Refi menyoroti pasal 47 terkait empat tambahan posisi jabatan sipil yang dapat diisi oleh TNI aktif. Diantaranya TNI dapat menduduki posisi jabatan sebagai penyidik tertentu dalam Lembaga Kejaksaan Agung dan Mahkamah Agung.
“TNI memegang setiap tahapan peradilan pidana mulai dari tahap penyidikan, penuntutan hingga pada pengadilan pun dikhususkan untuk TNI. Bahkan dalam revisi KUHAP pun ada penyidik tertentu yang bisa diisi oleh TNI Angkatan Laut (AL), penuntutan itu sudah diakomodir di revisi UU ini, TNI bisa mengisi lembaga kejaksaan agung, bahkan mahkamah agung,” ujarnya.
Refi mengungkapkan alasannya menolak pasal 47 lantaran ingin memperkokoh supremasi sipil. Kaum militer terbiasa mengikuti arahan komando sehingga hal ini bertentangan dengan supremasi sipil, yakni mengambil keputusan berdasarkan proses musyawarah.
“TNI terbiasa mengikuti arahan komando, sedangkan dalam kehidupan demokrasi sipil dan politik dipenuhi oleh dialog.
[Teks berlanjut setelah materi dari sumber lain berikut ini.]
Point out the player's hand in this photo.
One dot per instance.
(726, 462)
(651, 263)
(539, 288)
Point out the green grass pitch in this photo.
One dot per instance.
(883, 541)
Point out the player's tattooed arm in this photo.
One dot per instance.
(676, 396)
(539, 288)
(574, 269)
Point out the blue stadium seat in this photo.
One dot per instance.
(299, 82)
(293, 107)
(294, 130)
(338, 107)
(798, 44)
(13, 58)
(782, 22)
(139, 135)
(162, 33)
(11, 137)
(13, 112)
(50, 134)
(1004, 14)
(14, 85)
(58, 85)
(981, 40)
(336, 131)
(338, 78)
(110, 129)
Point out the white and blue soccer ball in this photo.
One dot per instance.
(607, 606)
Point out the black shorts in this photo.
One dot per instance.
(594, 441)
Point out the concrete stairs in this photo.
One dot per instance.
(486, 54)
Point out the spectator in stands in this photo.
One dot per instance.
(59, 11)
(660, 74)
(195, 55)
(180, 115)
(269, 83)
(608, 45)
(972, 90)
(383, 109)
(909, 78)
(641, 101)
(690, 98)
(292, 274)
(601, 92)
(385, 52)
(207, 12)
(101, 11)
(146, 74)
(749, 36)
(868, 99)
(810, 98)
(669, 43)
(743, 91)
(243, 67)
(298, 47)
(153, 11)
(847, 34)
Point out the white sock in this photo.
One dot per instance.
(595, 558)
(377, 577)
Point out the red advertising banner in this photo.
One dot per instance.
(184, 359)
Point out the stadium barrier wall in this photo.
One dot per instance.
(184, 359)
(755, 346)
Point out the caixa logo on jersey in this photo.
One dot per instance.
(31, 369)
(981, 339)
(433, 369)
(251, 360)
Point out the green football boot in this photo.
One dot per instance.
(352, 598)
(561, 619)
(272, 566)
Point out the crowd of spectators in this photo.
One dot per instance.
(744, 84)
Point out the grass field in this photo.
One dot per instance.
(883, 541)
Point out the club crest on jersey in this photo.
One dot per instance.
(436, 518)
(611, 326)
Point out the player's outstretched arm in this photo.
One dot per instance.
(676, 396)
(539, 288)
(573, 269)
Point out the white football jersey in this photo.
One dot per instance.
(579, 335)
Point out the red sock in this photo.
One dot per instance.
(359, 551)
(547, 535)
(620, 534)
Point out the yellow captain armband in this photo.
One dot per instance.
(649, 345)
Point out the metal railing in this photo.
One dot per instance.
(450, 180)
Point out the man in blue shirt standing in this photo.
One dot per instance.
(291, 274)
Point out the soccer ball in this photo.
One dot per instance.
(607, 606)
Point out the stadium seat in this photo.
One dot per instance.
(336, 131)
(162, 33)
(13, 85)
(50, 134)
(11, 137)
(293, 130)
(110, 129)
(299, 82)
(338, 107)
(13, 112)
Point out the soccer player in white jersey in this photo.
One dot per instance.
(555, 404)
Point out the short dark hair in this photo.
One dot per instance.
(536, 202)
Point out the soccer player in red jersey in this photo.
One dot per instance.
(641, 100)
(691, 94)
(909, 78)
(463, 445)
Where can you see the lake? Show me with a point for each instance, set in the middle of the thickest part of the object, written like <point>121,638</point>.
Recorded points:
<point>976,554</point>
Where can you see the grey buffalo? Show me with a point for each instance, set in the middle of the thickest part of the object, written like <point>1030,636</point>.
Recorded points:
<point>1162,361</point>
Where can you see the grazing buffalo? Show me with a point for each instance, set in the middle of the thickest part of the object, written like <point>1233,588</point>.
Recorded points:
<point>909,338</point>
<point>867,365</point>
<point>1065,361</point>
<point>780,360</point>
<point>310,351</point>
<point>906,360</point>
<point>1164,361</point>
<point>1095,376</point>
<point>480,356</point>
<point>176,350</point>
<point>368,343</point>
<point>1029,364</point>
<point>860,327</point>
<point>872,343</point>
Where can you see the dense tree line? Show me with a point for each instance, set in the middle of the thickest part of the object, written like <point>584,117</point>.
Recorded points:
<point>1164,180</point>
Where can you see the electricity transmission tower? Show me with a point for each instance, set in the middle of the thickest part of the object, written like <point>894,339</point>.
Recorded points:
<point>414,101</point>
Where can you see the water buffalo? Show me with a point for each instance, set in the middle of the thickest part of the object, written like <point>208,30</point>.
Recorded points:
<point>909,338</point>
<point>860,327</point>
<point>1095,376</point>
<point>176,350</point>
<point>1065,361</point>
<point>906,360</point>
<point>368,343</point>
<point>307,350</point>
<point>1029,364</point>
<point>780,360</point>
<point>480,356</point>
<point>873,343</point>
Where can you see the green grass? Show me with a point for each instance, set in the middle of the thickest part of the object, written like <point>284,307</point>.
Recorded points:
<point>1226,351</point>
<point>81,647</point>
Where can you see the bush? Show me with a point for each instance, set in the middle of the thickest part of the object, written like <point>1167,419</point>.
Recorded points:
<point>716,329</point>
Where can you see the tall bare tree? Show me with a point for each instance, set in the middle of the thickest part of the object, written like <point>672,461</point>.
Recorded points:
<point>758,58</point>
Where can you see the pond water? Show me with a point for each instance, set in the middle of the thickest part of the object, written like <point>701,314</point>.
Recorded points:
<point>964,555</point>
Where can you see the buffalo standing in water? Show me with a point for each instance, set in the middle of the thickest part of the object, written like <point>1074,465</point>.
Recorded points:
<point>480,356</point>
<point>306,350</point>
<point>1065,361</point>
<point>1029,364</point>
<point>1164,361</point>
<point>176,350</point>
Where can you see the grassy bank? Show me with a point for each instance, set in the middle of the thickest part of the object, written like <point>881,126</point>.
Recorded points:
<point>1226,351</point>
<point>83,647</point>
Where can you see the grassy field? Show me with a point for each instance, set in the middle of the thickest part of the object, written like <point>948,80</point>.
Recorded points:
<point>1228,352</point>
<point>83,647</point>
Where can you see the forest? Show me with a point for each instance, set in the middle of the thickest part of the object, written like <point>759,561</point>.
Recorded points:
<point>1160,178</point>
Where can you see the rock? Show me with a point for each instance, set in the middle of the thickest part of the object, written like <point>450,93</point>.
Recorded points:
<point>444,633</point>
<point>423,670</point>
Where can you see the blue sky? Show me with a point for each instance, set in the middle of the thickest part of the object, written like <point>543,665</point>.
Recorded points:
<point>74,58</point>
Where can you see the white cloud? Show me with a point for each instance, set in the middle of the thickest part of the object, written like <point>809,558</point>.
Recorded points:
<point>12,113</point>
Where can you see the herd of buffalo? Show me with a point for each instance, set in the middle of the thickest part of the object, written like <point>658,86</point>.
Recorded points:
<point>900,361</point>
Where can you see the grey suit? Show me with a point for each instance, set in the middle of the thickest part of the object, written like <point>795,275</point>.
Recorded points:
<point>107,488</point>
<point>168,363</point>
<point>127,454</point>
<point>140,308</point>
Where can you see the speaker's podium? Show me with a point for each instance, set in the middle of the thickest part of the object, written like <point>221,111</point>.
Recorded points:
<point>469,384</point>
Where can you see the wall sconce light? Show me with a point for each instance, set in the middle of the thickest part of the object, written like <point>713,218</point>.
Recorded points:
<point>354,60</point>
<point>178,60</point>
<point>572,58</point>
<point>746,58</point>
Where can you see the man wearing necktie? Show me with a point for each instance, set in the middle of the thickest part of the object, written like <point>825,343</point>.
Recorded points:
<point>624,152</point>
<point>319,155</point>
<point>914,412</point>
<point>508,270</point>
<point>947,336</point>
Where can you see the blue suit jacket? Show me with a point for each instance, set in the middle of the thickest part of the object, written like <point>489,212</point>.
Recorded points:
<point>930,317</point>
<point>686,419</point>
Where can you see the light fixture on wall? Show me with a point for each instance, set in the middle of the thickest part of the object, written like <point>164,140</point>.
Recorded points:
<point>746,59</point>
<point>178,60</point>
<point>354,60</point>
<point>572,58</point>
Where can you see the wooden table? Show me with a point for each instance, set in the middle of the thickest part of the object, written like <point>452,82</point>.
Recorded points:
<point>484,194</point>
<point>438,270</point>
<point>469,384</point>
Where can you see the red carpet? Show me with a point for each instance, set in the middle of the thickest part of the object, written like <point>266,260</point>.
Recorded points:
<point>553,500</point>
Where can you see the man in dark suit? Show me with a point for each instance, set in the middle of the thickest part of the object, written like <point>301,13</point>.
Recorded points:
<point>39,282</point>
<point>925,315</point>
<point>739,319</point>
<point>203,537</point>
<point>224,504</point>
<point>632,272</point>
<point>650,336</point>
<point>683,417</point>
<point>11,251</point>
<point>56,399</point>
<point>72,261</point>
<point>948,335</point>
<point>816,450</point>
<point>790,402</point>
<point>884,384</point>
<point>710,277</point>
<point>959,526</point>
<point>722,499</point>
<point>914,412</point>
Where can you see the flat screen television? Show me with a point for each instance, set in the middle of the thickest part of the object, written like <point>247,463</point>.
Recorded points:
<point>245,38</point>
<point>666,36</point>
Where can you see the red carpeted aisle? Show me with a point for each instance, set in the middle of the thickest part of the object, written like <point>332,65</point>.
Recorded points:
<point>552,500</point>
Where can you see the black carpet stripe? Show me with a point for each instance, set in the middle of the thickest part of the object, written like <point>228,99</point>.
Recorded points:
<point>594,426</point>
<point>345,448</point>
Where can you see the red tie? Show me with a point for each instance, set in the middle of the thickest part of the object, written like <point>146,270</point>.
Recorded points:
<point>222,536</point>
Senjata tidak bisa diajak berdialog dan berdemokrasi. Hal ini bertentangan dengan supremasi sipil karena keputusan harus disepakati bersama, dan kekuasaan dibatasi,” ungkapnya.
Lebih lanjut, Refi juga menyoroti pengesahan RUU TNI yang dianggap terlalu buru-buru, mengingat bahwa RUU TNI tidak masuk dalam Program Legislasi Nasional (Prolegnas).
“Kita harus paham bahwa revisi UU TNI tidak masuk dalam program legislasi nasional, tetapi disahkan secara buru-buru dan tertutup. Hal ini berarti Pemerintah masih sama saja, prosesnya terburu-buru tanpa melibatkan masyarakat,” katanya.
Selaras dengan Refi, ketua Badan Eksekutif Mahasiswa (BEM) Unila, Muhammad Ammar Fauzan (Ilmu Hukum ’20) menyoroti pasal 53 terkait usia pensiun TNI. Menurutnya, penambahan rentang usia prajurit aktif TNI berpotensi pada jumlah Jendral yang semakin meningkat.
“Jendral-jendral TNI yang sudah tua sudah seharusnya beristirahat, karena jika bekerja di lembaga sipil, akan memengaruhi kinerjanya,” ujarnya.
Selain itu, ia juga menyoroti kasus mahasiswa di luar Lampung yang mengalami kekerasan fisik oleh oknum aparat negara saat aksi demonstransi. Ammar mengecam tindakan oknum tersebut karena dinilai mengancam kebebasan berekspresi.
“Kami sangat mengecam tindakan represifitas yang dialami oleh rekan-rekan kami mahasiswa di luar Lampung,” ujarnya.
Menanggapi hal tersebut, ia berharap agar aparat negara menjalankan tugasnya untuk melindungi masyarakat dan mengontrol proses demokrasi.
“Kami berharap supaya kepolisian menjadi garda terdepan untuk melindungi masyarakat,” pungkasnya.